The problem is that the child don't know which connections that are active =/ Can someone see what's wrong? (The code around "printf(" >> %d", i);" in the child outputs only the process id (3), and the parent outputs all connections (as the child should do also)).
...includes, process() and checkpasswd()...
int main (int argc, char **argv){
...alot of init code...
// Initialize the active sockets
FD_ZERO (&master);
FD_ZERO (&read_fds);
FD_SET (sock, &master);
if( fork() == 0 ){
// Child process
...
printf("Child!\n");
// Open the file
pos = 0;
while(true){
read_fds = master;
printf("Child sockets:");
for( i = 0; i < FD_SETSIZE; i++){
if (FD_ISSET (i, &read_fds) > 0)
printf(" >> %d", i); <----------------------
}
printf("\n");
// Sleep for a while
sleep(2);
}
printf("No more child =(\n");
fclose(fp);
exit(0);
}
else{
// Parent process
while (true){
read_fds = master;
printf("Active sockets:");
for( i = 0; i < FD_SETSIZE; i++){
if (FD_ISSET (i, &read_fds) && i != sock)

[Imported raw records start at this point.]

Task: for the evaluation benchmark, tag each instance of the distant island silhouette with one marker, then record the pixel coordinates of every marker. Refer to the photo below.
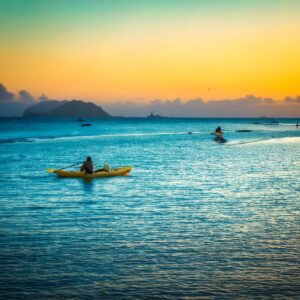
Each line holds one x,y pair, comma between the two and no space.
152,116
74,108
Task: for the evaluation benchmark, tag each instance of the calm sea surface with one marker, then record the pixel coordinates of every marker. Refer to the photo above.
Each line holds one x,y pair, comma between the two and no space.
195,219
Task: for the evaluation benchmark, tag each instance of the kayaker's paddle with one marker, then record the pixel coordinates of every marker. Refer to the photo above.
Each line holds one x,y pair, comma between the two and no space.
52,170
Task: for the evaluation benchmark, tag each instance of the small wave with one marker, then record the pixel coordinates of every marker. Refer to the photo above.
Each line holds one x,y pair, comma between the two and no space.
52,138
271,140
284,140
15,140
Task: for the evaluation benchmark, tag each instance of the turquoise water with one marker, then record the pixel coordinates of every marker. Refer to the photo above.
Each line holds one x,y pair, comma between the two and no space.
194,219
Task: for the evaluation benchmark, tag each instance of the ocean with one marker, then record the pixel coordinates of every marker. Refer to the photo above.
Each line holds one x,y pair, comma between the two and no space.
194,219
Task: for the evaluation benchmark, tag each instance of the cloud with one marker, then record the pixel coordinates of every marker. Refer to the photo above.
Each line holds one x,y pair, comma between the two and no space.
292,100
248,106
25,97
5,96
43,98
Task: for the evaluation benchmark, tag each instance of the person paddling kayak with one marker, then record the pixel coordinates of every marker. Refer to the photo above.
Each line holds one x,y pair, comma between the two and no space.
218,133
87,166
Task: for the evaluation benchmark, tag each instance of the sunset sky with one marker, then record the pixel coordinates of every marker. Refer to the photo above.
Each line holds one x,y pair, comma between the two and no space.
142,50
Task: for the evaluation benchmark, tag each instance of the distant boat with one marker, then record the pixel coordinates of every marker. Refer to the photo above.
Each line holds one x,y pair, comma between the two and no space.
80,120
274,122
152,116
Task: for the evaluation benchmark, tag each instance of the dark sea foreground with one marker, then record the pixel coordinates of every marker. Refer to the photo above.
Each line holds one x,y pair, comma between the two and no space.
195,219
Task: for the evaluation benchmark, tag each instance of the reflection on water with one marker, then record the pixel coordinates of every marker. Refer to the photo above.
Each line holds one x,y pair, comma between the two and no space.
193,219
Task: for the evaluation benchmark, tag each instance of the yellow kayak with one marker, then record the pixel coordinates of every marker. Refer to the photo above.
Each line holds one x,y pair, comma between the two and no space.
121,171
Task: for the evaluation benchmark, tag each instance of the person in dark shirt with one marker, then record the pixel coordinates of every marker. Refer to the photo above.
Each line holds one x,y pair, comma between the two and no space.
87,166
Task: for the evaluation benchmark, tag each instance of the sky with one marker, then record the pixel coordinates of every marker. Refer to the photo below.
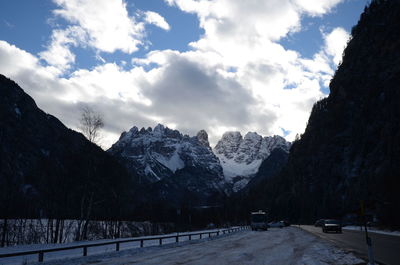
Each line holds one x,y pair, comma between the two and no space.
217,65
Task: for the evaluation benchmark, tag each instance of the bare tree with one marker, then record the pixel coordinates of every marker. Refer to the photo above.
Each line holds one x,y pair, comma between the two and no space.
90,124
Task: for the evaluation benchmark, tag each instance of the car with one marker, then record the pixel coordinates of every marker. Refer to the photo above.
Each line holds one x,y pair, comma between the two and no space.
319,223
332,225
279,224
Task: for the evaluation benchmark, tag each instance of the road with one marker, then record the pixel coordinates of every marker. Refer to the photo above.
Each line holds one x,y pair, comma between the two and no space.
386,248
286,246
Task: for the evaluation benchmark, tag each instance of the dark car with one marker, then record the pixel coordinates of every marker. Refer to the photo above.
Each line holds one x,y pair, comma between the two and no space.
319,223
332,225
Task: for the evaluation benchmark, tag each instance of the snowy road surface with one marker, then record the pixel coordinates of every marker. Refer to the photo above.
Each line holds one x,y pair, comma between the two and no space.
386,247
289,245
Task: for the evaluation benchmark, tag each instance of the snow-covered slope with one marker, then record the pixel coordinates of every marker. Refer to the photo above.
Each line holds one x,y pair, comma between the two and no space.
159,153
241,157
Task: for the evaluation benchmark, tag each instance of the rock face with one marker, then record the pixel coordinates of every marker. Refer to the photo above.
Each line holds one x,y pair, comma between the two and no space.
49,170
171,161
350,150
241,157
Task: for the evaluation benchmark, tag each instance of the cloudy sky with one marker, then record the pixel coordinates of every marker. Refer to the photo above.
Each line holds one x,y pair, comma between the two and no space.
218,65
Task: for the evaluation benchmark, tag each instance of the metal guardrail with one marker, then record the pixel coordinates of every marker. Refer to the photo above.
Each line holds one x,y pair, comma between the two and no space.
118,242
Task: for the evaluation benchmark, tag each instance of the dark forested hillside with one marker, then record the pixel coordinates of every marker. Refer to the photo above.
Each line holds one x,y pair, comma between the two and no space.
48,170
350,151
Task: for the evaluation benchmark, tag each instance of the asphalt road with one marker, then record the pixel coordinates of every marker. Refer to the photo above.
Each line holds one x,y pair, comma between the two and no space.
386,248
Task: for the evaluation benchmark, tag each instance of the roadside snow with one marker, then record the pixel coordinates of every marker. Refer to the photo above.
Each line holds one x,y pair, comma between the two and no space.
102,251
276,246
373,230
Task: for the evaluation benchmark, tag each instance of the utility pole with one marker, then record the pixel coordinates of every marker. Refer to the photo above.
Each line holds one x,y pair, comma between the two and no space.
367,238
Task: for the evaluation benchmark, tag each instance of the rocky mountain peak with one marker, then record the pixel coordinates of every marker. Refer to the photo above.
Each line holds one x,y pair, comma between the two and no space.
159,153
241,156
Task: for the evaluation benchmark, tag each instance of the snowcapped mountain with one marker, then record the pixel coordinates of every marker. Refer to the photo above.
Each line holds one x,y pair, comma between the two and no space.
241,157
158,153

printf(" >> %d", i); <----------------------
}
printf("\n");
// Wait for an active socket
printf("\nWaiting...\n");
if (select (FD_SETSIZE, &read_fds, NULL, NULL, NULL) < 0){
perror ("Select error");
exit(1);
}
// Loop through all sockets
for (i = 0; i < FD_SETSIZE; i++){
if (FD_ISSET (i, &read_fds)){
// Got a new connection on the original socket
if (i == sock){
...FD_SET...
}
// Data arriving on an "old" socket -> process the data
else{
...
} // end if (i==sock)
} // end if (FD_ISSET)
} // end for (FD_SETSIZE)
} // inf loop
} // end (fork)
close(sock);
return(0);
}
... I doubt anyone understand what I want though... should sleep instead.